Elle sourit à l’homme et lui remit le fruit, qu’il se chargerait de porter.

— Alors, poursuivons-nous l’exécution du plan A ?

— Oui, à présent que nous avons de quoi faire une dizaine de repas.

— Neuf, le reprit Nicole en riant. J’ai apporté une légère correction à mon estimation après avoir pu constater que vous aviez un appétit féroce.


* * *

Ils s’éloignèrent du hangar, en direction de l’esplanade ouest. Ils la quadrillèrent et passèrent au peigne fin les étroites ruelles proches, sans y trouver de quoi improviser la moindre embarcation. Richard vit un myriapode qui traversait la place en diagonale et il fit tout son possible pour l’inciter à s’arrêter. Il alla même jusqu’à s’allonger devant le biote et lui assener des coups de sac à dos sur la tête, sans susciter de réaction. Nicole riait, lorsqu’il revint vers elle en grommelant.

— Ce machin n’a aucune utilité, se plaignit-il. À quoi diable pourrait-il servir ? Il ne transporte rien. Il n’a pas le moindre capteur ou détecteur visible. Il se contente de se balader.

— La technologie d’une espèce extraterrestre à ce point évoluée s’apparente pour nous à de la magie, le cita-t-elle.

— Ce mille-pattes n’a rien de magique, rétorqua-t-il, irrité par son ironie. Il est seulement stupide !

— Qu’auriez-vous fait, s’il s’était arrêté ?

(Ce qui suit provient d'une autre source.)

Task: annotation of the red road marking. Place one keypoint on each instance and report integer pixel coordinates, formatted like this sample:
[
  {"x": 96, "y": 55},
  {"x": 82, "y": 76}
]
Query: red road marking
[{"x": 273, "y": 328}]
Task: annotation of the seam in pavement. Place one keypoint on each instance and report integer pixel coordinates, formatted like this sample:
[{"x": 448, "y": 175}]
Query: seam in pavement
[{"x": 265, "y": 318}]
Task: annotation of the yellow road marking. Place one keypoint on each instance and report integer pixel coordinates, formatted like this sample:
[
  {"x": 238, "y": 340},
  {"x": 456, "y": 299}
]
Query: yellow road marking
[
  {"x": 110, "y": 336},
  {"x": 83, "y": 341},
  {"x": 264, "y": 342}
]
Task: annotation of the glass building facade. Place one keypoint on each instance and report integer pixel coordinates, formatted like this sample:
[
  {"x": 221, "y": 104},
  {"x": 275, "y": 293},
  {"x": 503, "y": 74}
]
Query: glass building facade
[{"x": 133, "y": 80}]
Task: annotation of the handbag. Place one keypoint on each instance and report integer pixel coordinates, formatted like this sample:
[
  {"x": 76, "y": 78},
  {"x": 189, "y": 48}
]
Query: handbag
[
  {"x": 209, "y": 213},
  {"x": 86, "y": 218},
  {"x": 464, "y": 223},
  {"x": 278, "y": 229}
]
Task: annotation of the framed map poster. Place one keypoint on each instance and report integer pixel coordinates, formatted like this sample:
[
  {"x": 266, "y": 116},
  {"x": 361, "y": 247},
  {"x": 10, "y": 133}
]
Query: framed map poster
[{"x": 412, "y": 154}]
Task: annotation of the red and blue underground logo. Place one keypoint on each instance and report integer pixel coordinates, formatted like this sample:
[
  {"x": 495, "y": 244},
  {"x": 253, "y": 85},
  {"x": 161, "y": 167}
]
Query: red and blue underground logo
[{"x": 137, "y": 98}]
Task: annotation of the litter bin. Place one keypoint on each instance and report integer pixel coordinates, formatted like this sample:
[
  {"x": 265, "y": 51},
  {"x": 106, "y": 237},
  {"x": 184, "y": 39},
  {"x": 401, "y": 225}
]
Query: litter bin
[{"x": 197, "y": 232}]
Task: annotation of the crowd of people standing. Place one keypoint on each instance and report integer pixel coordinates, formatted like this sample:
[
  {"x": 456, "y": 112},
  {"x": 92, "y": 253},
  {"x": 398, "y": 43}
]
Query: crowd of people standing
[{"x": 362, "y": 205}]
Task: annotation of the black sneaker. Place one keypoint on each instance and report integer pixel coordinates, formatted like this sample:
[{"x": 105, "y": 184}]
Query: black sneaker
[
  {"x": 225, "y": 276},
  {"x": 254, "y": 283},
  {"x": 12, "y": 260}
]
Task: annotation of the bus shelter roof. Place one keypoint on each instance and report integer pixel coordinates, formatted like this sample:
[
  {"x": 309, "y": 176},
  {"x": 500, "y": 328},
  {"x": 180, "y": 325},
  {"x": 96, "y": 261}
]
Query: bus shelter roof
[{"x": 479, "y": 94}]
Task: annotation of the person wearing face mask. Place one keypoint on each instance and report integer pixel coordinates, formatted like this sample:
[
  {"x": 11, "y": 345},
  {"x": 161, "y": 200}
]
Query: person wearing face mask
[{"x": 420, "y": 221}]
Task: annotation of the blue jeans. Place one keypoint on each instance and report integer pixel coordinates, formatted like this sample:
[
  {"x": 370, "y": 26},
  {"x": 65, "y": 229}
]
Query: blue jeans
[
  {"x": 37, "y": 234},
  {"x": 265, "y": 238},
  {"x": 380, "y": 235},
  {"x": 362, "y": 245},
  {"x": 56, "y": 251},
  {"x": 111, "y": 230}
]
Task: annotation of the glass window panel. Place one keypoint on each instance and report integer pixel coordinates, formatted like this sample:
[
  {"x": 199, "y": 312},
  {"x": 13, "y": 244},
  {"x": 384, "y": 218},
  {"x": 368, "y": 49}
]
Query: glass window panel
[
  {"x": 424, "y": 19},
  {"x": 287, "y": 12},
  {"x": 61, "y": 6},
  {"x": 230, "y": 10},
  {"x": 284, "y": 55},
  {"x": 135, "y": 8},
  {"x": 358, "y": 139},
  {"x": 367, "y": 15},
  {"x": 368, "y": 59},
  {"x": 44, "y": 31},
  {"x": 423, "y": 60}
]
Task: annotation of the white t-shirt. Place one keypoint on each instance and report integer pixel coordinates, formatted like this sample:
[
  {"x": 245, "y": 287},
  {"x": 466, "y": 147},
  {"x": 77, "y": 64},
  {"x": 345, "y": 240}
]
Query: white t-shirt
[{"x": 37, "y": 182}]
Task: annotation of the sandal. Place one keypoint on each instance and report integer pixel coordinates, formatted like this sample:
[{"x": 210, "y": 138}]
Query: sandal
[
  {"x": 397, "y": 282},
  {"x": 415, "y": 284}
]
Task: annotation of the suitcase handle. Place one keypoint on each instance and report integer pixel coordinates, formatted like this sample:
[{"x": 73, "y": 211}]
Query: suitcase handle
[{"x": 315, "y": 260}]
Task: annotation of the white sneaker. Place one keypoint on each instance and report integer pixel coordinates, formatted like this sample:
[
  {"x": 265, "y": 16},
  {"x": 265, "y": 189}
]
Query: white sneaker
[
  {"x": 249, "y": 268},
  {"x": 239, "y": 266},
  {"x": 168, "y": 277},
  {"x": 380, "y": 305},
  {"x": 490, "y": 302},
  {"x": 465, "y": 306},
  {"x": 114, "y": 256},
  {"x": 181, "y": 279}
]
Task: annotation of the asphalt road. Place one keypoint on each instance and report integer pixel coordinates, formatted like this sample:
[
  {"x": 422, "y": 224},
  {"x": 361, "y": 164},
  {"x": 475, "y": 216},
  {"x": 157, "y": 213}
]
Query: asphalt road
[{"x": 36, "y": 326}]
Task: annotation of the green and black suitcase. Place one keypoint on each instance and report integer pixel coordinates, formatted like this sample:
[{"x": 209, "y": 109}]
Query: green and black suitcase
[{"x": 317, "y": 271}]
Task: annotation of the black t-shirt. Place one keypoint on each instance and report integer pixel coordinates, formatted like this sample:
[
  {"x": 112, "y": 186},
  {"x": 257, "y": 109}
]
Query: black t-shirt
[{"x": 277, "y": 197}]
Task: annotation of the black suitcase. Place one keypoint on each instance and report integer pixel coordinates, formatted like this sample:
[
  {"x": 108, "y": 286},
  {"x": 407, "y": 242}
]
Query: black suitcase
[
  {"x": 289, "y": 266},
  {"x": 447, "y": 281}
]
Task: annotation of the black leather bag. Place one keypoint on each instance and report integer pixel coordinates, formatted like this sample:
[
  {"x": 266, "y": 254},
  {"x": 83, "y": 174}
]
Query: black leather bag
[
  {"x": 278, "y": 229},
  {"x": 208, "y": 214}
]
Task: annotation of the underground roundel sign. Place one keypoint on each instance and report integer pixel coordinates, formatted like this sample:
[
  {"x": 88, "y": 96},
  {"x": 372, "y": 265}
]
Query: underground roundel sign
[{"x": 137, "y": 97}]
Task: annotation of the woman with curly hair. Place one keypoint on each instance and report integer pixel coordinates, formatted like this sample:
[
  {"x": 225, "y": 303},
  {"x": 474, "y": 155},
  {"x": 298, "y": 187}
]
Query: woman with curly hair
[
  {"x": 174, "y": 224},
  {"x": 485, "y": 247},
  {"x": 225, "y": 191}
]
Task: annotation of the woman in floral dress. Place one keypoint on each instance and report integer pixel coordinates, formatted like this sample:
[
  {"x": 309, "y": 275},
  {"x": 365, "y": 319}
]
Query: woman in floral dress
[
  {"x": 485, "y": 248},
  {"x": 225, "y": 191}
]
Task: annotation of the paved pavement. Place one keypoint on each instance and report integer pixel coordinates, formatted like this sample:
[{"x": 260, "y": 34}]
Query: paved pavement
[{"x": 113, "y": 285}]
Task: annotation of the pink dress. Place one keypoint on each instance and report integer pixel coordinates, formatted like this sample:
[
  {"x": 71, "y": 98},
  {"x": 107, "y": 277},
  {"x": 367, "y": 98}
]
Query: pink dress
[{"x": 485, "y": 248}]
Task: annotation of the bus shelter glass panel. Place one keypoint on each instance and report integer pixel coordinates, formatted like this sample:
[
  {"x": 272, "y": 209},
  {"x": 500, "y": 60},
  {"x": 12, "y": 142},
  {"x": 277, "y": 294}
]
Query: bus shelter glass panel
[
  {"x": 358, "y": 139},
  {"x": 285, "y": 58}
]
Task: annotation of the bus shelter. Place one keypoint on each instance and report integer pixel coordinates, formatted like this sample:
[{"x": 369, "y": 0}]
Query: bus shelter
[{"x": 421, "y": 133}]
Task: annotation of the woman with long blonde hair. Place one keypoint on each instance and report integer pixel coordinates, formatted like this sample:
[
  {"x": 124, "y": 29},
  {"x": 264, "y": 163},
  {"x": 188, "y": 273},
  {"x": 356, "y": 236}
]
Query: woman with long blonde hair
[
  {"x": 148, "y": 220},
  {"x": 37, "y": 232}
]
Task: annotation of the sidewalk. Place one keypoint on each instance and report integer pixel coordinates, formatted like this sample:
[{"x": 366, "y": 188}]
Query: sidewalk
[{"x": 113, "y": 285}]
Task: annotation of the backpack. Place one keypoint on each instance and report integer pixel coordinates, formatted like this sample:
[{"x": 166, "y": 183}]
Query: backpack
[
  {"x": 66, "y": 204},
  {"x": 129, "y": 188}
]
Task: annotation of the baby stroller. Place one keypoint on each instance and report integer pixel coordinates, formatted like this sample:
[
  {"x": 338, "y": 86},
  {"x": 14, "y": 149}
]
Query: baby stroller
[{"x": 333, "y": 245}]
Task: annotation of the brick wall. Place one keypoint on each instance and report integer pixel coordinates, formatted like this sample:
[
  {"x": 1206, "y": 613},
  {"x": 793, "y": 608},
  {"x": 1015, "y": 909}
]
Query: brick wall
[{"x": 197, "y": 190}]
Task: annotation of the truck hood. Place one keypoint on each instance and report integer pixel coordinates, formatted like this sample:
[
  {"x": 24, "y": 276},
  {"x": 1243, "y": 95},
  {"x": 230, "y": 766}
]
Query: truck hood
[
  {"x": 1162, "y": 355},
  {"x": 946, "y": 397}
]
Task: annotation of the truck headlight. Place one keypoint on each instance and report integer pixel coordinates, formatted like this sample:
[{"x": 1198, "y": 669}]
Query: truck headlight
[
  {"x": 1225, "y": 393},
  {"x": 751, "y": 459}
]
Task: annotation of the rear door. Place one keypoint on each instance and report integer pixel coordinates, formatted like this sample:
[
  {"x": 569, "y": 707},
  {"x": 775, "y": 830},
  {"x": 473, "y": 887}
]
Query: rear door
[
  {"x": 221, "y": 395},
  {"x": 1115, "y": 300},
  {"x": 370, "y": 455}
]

— Eh bien, je l’aurais étudié. N’est-ce pas évident ?

— J’estime que nous aurions intérêt à ne pas disperser nos efforts. Je doute qu’un biote de ce genre puisse nous aider à quitter cette île.

— Il est évident que nous nous y prenons mal. Nous ne trouverons rien à la surface d’un monde où des biotes font régulièrement le ménage. Nous devrions poursuivre nos recherches au-dessous, par exemple dans l’antre de ces êtres volants. Le radar multi-spectral nous permettra de localiser les endroits où le sol est creux.

Repérer un autre trou leur prit du temps, bien qu’il fût à seulement deux cents mètres du centre de l’esplanade ouest. Tout d’abord, Richard et Nicole n’élargirent pas suffisamment le champ de leurs explorations. Au bout d’une heure, ils comprirent qu’ils ne trouveraient rien sous la place et s’éloignèrent dans les petites rues et impasses du voisinage, au-delà des avenues concentriques. Ils remarquèrent une nouvelle trappe au centre d’une venelle bordée sur trois côtés par de hauts immeubles. Elle était bien visible et avait les mêmes dimensions que celle de l’antre des aviens : dix mètres sur six.